The end-user of lemmings is someone making a lot of simulations with a repetitive pattern. This repetition (eg. resubmit the job until simulated time reaches 1ms) is automated by a lemmings "workflow", a python file gathering all the logic of the application. This "workflow" was created by a super user using lemmings.

Here The end-user (John Doe) adds the workflow (sandcastle) file where he usually launches the run, then run the lemmings run command:

>lemmings run --machine-file sandbox.yml --job-prefix funtask sandcastle
INFO - 
##############################
Starting Lemmings 0.8.0...
##############################

INFO -     Job name     :funtask_PAJI77
INFO -     Loop         :1
INFO -     Status       :start
INFO -     Worflow path :/Users/johndoe/productionpath/sandcastle.py
INFO -     Imput path   :/Users/johndoe/productionpath/sandcastle.yml
INFO -     Machine path :/Users/johndoe/productionpath/sandbox.yml
INFO -     Farming mode :False
INFO -     Lemmings START (1/3)
INFO -          Check on startTrue (False -> Exit)
INFO -          Prior to job
INFO -     Lemmings SPAWN (2/3)
INFO -          Prepare run
INFO -          Submit batch 74148 
INFO -          Submit batch post job 74149

This execution will be called funtask_PAJI77 and will automatically submit runs through the job schedulers. On the job scheduler, he will find something like

+----------------+---------------+-------+----------+-------------------+---------+
|    job name    |     queue     | pid   |  state   |    last update    |  after  |
+----------------+---------------+-------+----------+-------------------+---------+
| funtask_PAJI77 |  long00:00:30 | 74148 |   done   | 06/13/22 15:22:52 |    -    |
| funtask_PAJI77 | short00:00:10 | 74149 |  running | 06/13/22 15:22:53 |  74148  |
+----------------+---------------+-------+----------+-------------------+---------+

Here jobs funtask_PAJI77_74148 and funtask_PAJI77_74149 are the two first dependent jobs of the workflow, but more will come. The decision to re-submit and the creation of the next job will be handled by funtask_PAJI77_74149 after completion. Therefore Lemmings does not "book" consecutive PID on start, only the next jobs are queued.

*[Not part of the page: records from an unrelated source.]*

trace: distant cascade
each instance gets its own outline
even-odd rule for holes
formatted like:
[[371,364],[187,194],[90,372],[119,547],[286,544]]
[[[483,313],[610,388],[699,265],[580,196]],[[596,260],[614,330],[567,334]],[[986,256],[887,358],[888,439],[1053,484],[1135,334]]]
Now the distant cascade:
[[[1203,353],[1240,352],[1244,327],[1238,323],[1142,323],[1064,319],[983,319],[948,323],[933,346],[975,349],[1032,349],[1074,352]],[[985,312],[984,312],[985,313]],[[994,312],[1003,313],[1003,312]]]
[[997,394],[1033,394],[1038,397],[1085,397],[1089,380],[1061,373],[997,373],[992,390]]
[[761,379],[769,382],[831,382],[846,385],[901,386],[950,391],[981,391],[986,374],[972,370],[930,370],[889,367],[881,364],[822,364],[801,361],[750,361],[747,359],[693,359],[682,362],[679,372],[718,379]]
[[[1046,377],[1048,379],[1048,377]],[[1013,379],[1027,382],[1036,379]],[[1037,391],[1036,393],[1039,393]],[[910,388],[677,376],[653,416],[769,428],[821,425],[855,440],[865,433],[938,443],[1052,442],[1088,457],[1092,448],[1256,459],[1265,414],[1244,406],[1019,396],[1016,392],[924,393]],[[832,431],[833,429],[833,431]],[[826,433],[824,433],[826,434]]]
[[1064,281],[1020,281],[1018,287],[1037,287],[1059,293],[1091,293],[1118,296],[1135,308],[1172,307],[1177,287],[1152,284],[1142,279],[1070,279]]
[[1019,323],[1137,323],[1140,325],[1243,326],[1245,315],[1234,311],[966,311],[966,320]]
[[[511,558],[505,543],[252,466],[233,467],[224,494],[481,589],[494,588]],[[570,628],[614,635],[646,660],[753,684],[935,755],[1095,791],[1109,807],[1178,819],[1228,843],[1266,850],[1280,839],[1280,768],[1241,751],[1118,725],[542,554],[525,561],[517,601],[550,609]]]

Finally lemmings is not moving/hiding log files automatically. By actively limiting such "black magic", it enforces an experience similar to manual re-submission

Creating a workflow

A super-user creates a workflow by injecting code into some parts of a baseline Loop. The default, simplified, lemmings job follows this algorithm:

                +-----------+                     +------------+True  
Start---------->|Prepare Run+--->Job submission--->Check on end+----------->Happy
            ^   +-----------+                     +------+-----+             End
            |                                            |
            |                                            |False
            |                                            |
            |                                            |
            +--------------------------------------------+                          

By adding code to Prepare Run phase (updates of input file) and to Check on end (when to stop the job), the super-user can customize it to his needs. Follows the HowTos for an extended explanation.

Resources

Lemmings documentation can be found following this link : lemmings documentation

Acknowledgements

Lemmings is a service created in the EXCELLERAT Center Of Excellence and is continued as part of the COEC Center Of Excellence. Both projects are funded by the European community.

logo

logo

Project details


Download files

Download the file for your platform. If you're not sure which to choose, learn more about installing packages.

Source Distribution

lemmings_hpc-0.9.1.tar.gz (140.2 kB view details)

Uploaded Source

Built Distribution

If you're not sure about the file name format, learn more about wheel file names.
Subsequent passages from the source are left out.